Amistad es otra forma de decir amor

Amistad es otra forma de decir amor

'Tierra de la Luz', la segunda novela de Lucía Mbomío, ahonda en la vida una joven migrante de Guinea Ecuatorial con visa de estudiante que, como muchas otras, termina viviendo en un asentamiento de casas de plástico y madera y trabajando en un invernadero, por la ley de extranjería y las políticas migratorias racistas del Reino de España.

Portada de 'Tierra de la Luz'.

29/01/2025

Almería tiene 320 días de sol al año. A finales de enero, por ejemplo, hace un día soleado con una temperatura mínima de 10 grados. Enero es uno de los meses más frescos de Almería, noviembre el más lluvioso y julio el más caluroso, con máximas de más de 30 grados. Julio es el mes en el que lugares como Cabo de Gata se llenan de turistas que buscan relajarse en habitaciones exclusivas que pueden alcanzar más de los 400 euros la noche. Es posible que a los turistas nombres como Campo de Dalias, El Ejido o San Isidro de Níjar no les suene de nada, aunque en algunos casos tengan que atravesar el mar de plástico en el que están para poder llegar al mar de agua, porque el mar de verdad está a medio camino entre uno y el otro.

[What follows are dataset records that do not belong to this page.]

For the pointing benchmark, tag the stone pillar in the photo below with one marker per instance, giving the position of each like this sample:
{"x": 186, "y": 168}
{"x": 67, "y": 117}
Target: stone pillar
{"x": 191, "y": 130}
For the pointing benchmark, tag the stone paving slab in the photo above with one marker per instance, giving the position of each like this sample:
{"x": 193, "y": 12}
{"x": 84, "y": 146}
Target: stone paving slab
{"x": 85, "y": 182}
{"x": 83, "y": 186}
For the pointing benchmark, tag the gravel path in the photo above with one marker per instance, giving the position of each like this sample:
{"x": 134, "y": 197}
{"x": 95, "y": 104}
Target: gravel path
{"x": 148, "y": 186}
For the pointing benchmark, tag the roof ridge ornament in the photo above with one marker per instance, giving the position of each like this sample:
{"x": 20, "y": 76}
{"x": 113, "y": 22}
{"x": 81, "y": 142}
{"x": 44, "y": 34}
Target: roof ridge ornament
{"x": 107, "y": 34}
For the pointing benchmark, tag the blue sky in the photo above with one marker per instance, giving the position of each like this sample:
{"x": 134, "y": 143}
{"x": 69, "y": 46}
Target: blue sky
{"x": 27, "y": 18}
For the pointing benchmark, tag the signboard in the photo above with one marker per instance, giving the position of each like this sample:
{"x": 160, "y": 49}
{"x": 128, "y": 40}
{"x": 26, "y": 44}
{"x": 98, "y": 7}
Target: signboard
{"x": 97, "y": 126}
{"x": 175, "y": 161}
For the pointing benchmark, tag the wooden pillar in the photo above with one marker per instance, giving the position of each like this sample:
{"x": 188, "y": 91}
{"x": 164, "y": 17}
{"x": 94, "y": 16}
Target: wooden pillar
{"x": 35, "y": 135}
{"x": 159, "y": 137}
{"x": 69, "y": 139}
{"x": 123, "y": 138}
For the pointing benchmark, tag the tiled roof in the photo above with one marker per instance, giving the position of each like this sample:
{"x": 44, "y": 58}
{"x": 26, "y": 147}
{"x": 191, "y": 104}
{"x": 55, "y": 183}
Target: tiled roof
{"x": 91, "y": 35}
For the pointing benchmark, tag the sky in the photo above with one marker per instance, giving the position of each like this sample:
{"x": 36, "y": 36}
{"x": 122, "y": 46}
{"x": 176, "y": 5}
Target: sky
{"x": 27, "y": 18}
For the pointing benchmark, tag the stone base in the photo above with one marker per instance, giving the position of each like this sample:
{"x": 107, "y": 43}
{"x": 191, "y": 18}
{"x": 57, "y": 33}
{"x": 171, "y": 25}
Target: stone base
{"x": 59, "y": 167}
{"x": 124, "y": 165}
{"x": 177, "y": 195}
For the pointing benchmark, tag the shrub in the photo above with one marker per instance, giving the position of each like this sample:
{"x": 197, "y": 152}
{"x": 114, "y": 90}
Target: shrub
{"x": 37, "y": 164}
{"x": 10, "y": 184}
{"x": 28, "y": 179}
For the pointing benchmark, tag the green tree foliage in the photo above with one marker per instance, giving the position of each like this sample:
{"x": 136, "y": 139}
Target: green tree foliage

Los invernaderos de Almería cubren más de 40.000 hectáreas. Hay quienes se ufanan en decir que es la única construcción humana que se puede apreciar desde las estaciones espaciales, y es verdad, porque los plásticos reflejan la luz solar. Otros tantos expresan con orgullo que ese mar de plástico es la huerta de Europa, produciendo casi cuatro toneladas de frutas y verduras al año; gracias a ese mar de plástico en invierno hay tomates en Alemania, por poner solo un ejemplo. Pero ¿quiénes son las personas que día tras día recogen los tomates, los pimientos, los calabacines, las fresas que nos comemos fuera de temporada en la comodidad de nuestro piso? ¿Gracias a quiénes es que llega la comida a nuestras mesas?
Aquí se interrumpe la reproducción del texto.